Consider people flipping coins. The cause of the coin flipping is their thumb. By flicking the thumb against one face of the coin, spin is imparted and the coin will usually land on either heads or tails. It is most likely that if one knew all the parameters involved, it would be possible to calculate which face the coin lands on. Nonetheless, for a normal person doing a reasonable number of flips, it will be found that the results of coin tossing follow what is referred to as the laws of chance. The laws of chance give the probabilities of various outcomes. They neither affect nor effect the outcome. If a coin is tossed a large number of times, the number of heads and tails will be approximately equal. If heads predominates, the odds that the next toss will be tails is still 50:50; each toss is a separate event unaffected by the distribution of past tosses.August wrote:Why don't you explain all of this to me then? I asked you what chance was, and what causal powers it has, you did not answer.

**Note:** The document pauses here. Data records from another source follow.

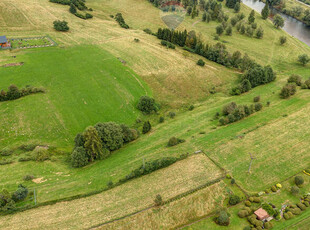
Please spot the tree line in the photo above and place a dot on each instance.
(75, 5)
(14, 92)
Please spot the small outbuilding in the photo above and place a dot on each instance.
(261, 214)
(4, 43)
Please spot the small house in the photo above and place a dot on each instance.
(261, 214)
(4, 42)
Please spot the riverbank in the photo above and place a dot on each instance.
(292, 26)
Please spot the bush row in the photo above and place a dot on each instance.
(97, 142)
(233, 112)
(14, 92)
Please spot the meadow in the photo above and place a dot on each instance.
(130, 197)
(85, 83)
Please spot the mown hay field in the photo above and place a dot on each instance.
(122, 200)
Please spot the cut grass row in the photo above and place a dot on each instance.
(122, 200)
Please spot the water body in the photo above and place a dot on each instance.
(292, 26)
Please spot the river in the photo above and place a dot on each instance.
(292, 26)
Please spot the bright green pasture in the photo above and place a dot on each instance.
(84, 85)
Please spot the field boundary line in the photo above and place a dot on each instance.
(175, 198)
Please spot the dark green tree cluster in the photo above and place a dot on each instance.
(217, 53)
(61, 25)
(253, 77)
(97, 142)
(8, 201)
(119, 18)
(213, 11)
(75, 5)
(222, 218)
(232, 3)
(265, 12)
(233, 112)
(147, 105)
(14, 92)
(288, 90)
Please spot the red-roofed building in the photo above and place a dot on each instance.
(261, 214)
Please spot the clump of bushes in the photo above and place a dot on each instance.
(299, 180)
(222, 218)
(14, 92)
(40, 154)
(294, 79)
(147, 105)
(61, 25)
(146, 127)
(167, 44)
(158, 200)
(174, 141)
(119, 18)
(234, 199)
(97, 142)
(8, 201)
(200, 62)
(288, 90)
(171, 114)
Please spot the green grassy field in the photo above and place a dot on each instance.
(85, 84)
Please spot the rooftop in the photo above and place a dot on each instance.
(3, 39)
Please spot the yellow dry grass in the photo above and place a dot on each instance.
(130, 197)
(175, 80)
(176, 213)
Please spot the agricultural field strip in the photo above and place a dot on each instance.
(119, 201)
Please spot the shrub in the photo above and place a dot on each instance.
(79, 157)
(200, 62)
(40, 154)
(256, 99)
(247, 203)
(147, 105)
(112, 135)
(158, 200)
(282, 40)
(171, 114)
(20, 194)
(119, 18)
(295, 79)
(303, 59)
(28, 177)
(296, 211)
(294, 190)
(288, 90)
(148, 31)
(234, 199)
(242, 213)
(146, 127)
(258, 106)
(223, 218)
(299, 180)
(268, 208)
(61, 25)
(229, 108)
(301, 206)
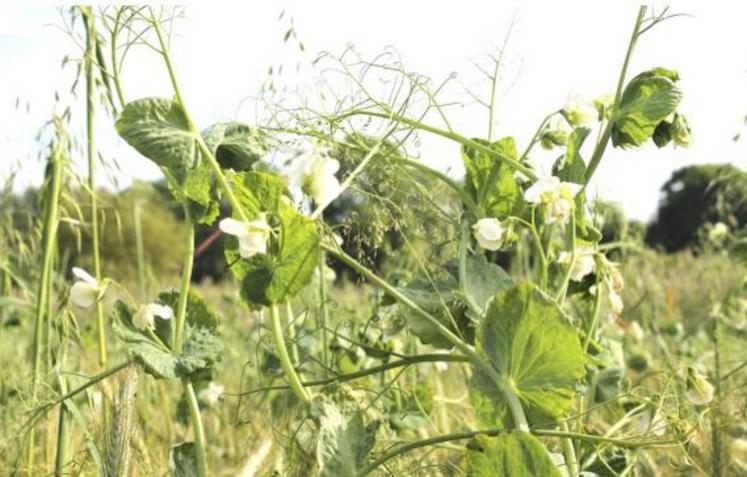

So if a coin is tossed a huge number of times and always ends up heads, the best explanation is that it is a two-headed coin. If not, there will most likely be some other trick or manipulation involved. Nevertheless, if a normal coin is tossed 1 million times and comes up heads every time, it is still finitely possible that it is just random chance. The cause is still whatever flips the coin. The outcome is chance. There is no way to predict what any individual outcome will be but given a large number of trials the approximate distribution can be predicted. I know that doesn't really explain chance but it is the best I can do.
Question: You have a class of 30 students, 15 coins, 15 pencils, 15 sheets of paper, and 1 hour before recess. You are assigned this problem: Design a coin toss experiment which is most likely to have results which are exactly half the time heads and half the times tails. What do you tell the students to do?